More than 1 million members under health plans in Connecticut, Indiana, Kentucky, and Ohio are expected to be eligible for compensation in the form of stock or cash under the plan. Lauren Green-Caldwell, a spokesperson for Anthem, says those members are eligible to receive compensation because Anthem merged with Blue Cross Blue Shield HMOs in those states. The HMOs were mutual insurance companies, meaning members retained their ownership rights once they merged with Anthem.

Members in Colorado, Maine, Nevada, and New Hampshire are not eligible to receive compensation because Anthem purchased nonprofit HMOs to do business in those states. The proceeds from those sales were used to fund charitable foundations, thus no ownership rights were involved, according to Green-Caldwell.

Green-Caldwell says that not all members in Connecticut, Indiana, Kentucky, and Ohio will be eligible for compensation. It will depend on what kind of policy they have.

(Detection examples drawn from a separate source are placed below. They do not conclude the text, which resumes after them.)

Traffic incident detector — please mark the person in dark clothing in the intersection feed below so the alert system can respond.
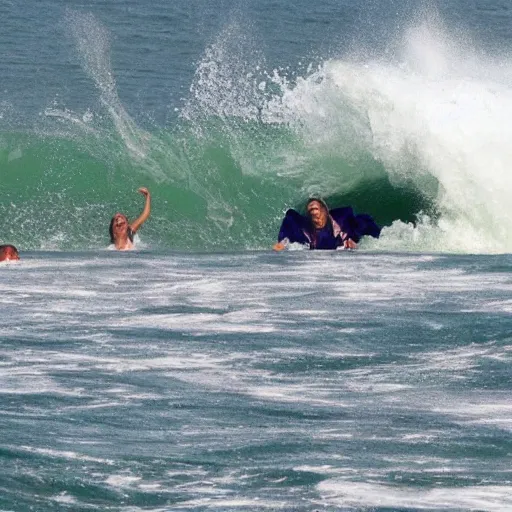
[273,197,381,251]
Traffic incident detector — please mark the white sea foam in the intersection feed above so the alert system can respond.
[317,479,512,512]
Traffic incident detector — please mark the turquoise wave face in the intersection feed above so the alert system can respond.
[0,124,432,251]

"It would give them currency to make acquisitions rather than using good old, ugly cash."

Ira Zuckerman, vice president of research at Nutmeg Securities in Westport, Conn., says that Anthem is going public for the same reason that many life insurance companies — including Prudential and Principal Financial Group — are: to raise capital to buy other companies rather than have to tap into reserves to do so. "It would give them currency to make acquisitions rather than using good old, ugly cash," he says.

Zuckerman says that more life insurers than health insurers have gone public because many life insurers that have done so are national companies, unlike HMOs, many of which are regional. With rising medical costs, several HMOs have become financially weaker than life insurance companies. "Health insurers to some degree have had a little tougher time," he says.

Still, Zuckerman says that people may still want to buy Anthem stock because it is one of the more financially strong health insurers. "I would think that people would still want to buy Anthem stock," he says. "But we'll see what the market is like by the time they go public."